The greatest test of India’s emergence as a leading power may lie closest to home. From Bangladesh and Nepal to Sri Lanka and the Maldives, a changing regional landscape is exposing the limits of New Delhi’s current neighbourhood strategy. As China deepens its regional footprint and political transitions reshape South Asia, what would a genuinely transformative Neighbourhood First Policy look like?
India’s immediate neighbourhood is not a problem that has to be managed. It is a vibrant living space, constituted through overlapping histories, shared ecologies, migratory patterns, and co-owned cultural heritage that both precede and exceed the logic of state policy. What binds the countries of South Asia is not homogeneity but proximity and the dense web of interactions that it produces across frontiers.

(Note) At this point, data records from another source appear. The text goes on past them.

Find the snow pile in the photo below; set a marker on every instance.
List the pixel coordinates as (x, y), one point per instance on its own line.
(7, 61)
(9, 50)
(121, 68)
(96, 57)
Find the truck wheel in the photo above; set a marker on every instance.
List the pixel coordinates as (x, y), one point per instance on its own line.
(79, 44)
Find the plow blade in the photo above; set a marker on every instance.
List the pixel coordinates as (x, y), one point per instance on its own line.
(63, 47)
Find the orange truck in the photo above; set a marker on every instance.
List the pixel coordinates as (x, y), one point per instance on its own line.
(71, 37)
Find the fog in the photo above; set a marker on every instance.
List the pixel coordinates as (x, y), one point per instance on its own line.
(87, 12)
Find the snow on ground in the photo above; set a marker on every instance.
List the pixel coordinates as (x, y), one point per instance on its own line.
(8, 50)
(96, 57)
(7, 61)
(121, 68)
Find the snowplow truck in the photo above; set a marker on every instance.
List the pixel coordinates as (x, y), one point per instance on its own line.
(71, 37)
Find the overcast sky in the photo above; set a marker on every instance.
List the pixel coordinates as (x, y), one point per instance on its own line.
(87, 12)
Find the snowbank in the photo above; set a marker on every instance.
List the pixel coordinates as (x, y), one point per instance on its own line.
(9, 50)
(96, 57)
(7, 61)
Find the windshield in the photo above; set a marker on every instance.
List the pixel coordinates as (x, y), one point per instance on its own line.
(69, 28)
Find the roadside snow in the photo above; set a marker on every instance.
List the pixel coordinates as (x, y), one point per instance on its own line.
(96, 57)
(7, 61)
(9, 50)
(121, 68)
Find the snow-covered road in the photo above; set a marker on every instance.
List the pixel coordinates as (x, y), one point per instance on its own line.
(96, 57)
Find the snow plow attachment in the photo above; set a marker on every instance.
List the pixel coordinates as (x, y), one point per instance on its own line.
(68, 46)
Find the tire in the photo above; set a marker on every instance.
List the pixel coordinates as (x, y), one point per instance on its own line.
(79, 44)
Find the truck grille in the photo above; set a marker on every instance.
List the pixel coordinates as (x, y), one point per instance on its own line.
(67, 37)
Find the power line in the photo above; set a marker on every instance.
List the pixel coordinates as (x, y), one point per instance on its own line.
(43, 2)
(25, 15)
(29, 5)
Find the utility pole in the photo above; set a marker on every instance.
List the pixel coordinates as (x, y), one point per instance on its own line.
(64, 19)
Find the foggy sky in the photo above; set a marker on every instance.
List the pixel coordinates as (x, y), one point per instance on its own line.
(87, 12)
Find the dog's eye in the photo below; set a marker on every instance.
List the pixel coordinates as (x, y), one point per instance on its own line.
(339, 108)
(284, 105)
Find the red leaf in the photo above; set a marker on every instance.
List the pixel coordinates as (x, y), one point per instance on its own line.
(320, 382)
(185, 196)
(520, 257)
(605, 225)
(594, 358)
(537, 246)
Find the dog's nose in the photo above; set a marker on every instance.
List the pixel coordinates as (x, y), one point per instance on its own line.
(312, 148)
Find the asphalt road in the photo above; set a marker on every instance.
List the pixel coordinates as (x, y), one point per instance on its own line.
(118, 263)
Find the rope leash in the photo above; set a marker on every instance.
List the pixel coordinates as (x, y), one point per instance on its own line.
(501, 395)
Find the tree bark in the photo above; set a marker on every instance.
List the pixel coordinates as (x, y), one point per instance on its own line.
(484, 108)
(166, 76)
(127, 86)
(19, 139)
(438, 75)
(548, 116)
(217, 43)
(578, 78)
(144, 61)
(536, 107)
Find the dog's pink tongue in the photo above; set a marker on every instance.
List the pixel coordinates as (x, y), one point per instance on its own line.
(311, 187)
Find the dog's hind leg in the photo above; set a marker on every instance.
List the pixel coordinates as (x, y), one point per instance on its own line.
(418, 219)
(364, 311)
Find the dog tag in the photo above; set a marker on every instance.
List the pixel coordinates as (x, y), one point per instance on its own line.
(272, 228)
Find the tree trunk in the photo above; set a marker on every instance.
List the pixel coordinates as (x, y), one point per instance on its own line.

It is precisely this base of tangible and intangible bonds—and not merely strategic calculation—that gives neighbourhood policy its deepest rationale and its greatest untapped potential. The Neighbourhood First Policy (NFP) that Prime Minister Narendra Modi’s government launched in 2014 drew on this intuition and registered real achievements: high-visibility political engagement, a landmark land boundary settlement with Bangladesh, decisive economic assistance to Sri Lanka during its 2022 crisis, expanded connectivity with Bangladesh and Nepal in particular, and the emergence of India as a credible first responder in regional emergencies. Yet the policy has not fully converted these synergies into a durable strategic architecture. Its structural limitations are now increasingly exposed, and a more ambitious upgrade is overdue.